Wohnungskrise und Fluchten in die Natur
Da es in diesem Land keinen Mangel an Platz gibt, ist es merkwürdig, sich vorzustellen, dass das Wohnen in Schweden eine Herausforderung sein könnte. Wie in anderen europäischen Großstädten herrscht auch in Stockholm, Malmö und Göteborg Wohnungsmangel. Schweden, die im Stadtzentrum wohnen möchten, müssen sich auf eine Warteliste setzen lassen und manchmal zehn oder zwanzig Jahre warten, bevor sie einen Mietvertrag erhalten.

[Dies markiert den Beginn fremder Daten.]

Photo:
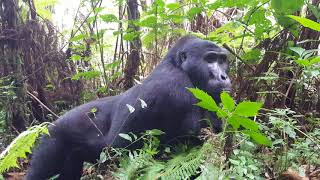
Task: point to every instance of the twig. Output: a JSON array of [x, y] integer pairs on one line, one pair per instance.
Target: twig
[[237, 56], [43, 105]]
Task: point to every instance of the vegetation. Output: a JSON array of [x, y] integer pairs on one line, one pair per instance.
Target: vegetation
[[271, 118]]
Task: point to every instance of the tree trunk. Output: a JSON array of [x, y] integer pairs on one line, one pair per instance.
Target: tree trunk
[[16, 106], [133, 60]]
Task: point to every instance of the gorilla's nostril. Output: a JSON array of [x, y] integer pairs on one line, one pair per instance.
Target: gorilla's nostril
[[223, 77], [211, 74]]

Diese Situation führt auch dazu, dass viele schwedische Paare relativ schnell zusammenziehen, da dies eine Gelegenheit darstellt, sich die Miete zu teilen oder leichter im Stadtzentrum zu wohnen!
Einige schwedische Familien haben auch Zweitwohnungen, manchmal ein kleines Häuschen in den Schären oder auf dem Land. Während man heutzutage eine sehr gute wirtschaftliche Situation haben muss, um sich solche Immobilien leisten zu können, erzählen viele Schweden, dass die Dinge vor einer oder zwei Generationen noch anders waren. So ist es nicht ungewöhnlich, dass Ihnen ein Schwede erzählt, wie sein Großvater eine kleine Insel für fast nichts kaufte und dort mit seinen eigenen Händen ein Holzhaus für seine Familie baute. Diese Zweitwohnungen werden vor allem im Sommer genutzt und ermöglichen es dem Schweden, die Sommermonate fernab der Stadt zu verbringen.

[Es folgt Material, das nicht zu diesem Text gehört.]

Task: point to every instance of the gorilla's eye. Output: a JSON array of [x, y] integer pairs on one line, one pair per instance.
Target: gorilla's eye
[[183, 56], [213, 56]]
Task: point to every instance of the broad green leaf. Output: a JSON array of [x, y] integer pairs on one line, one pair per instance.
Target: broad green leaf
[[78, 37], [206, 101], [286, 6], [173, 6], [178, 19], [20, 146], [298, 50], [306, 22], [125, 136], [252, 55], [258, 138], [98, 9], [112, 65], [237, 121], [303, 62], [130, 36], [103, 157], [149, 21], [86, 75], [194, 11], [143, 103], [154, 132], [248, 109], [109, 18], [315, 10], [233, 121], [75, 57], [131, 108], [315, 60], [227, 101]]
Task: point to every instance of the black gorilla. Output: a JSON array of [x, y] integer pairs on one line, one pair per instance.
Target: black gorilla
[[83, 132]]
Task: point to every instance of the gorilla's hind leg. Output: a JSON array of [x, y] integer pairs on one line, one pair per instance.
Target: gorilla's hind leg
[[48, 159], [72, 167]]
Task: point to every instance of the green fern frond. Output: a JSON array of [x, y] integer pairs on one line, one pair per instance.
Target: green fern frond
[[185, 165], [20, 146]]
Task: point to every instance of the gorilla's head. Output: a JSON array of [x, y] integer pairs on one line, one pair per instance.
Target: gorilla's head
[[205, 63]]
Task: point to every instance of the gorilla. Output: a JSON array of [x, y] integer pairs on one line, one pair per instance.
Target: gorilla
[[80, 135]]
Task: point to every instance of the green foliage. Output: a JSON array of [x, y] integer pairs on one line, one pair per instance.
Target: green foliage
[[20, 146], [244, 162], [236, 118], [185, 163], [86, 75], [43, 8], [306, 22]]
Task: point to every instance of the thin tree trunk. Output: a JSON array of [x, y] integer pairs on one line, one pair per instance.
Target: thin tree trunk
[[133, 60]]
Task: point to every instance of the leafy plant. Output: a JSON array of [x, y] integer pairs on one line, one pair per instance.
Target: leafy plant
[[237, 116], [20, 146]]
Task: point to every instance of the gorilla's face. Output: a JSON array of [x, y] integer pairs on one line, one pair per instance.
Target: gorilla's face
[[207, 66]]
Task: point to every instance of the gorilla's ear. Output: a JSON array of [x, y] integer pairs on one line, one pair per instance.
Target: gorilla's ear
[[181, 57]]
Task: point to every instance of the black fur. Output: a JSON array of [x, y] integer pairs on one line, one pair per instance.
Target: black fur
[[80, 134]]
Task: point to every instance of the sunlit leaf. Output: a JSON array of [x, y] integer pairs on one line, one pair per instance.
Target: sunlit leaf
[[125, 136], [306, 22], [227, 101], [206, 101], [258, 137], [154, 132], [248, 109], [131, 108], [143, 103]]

Ein hochmodernes Gesundheitssystem
Der schwedische Gesundheitsdienst wird in der Regel von der Regierung (also aus Steuergeldern) finanziert, obwohl er dezentral organisiert ist. Während die meisten Behandlungen und Medikamente kostenlos sind, müssen einige Gesundheitskosten von den Patienten selbst getragen werden. Beispielsweise sind Zahnarztkosten nur bis zum Alter von 23 Jahren kostenlos, danach muss der Patient sie selbst tragen.

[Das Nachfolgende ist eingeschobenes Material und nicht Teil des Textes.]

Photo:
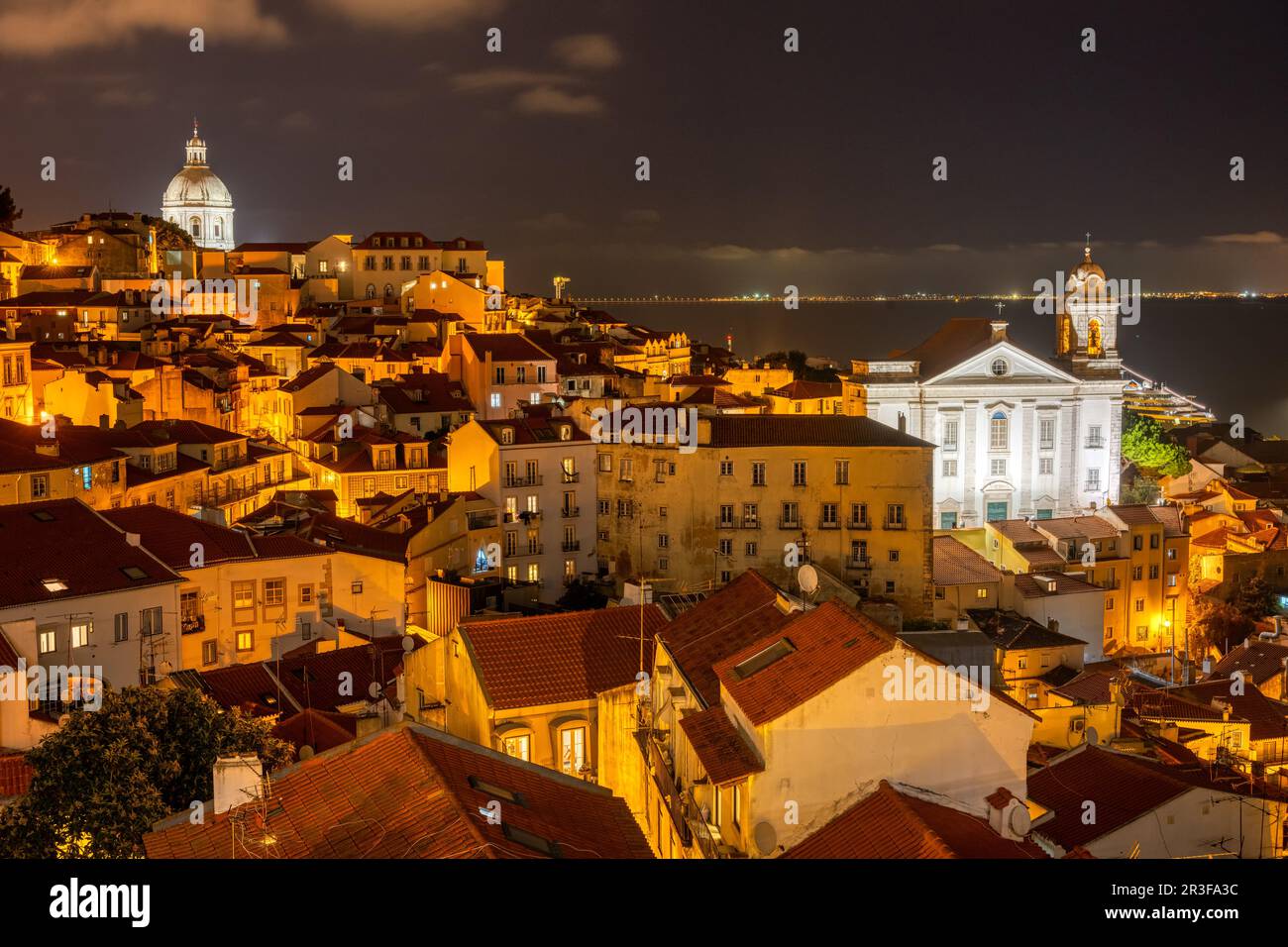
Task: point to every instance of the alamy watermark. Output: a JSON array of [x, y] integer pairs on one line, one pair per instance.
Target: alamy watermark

Der Zugang zur Gesundheitsversorgung in diesem weitläufigen Land ist manchmal schwierig, und viele Schweden gehen eher ins Krankenhaus als zu ihrem Arzt, um Wartezeiten zu vermeiden, was zu einigen Problemen führt. Daher befasst sich Schweden seit etwa zehn Jahren ernsthaft mit dem Thema eHealth und baut sein System der Online-Konsultationen aus. Im Jahr 2016 kündigten die schwedische Regierung und der schwedische Kreistag an, dass Schweden bis 2026 das weltweit führende Land im Bereich eHealth werden soll.
Die Chancen stehen gut, dass diese Wette eingehalten wird, denn bereits jetzt haben viele der in Schweden entwickelten Anwendungen ihre Leistungsfähigkeit unter Beweis gestellt. Beispielsweise kann man mit der App iDoc24 PRO ein Foto von einem Muttermal machen und erhält sehr schnell die Diagnose eines Dermatologen über dessen Gefährlichkeit. Dies ermöglicht eine sehr schnelle Behandlung bei Melanomen und reduziert unnötige Krankenhausbesuche. In ähnlicher Weise entwickeln sich immer mehr telemedizinische Plattformen, die Zugang zu medizinischen Fachkräften bieten, die manchmal in weniger als 15 Minuten erreichbar sind. Und die Besuche kosten in etwa so viel, wie wenn man zum Arzt geht!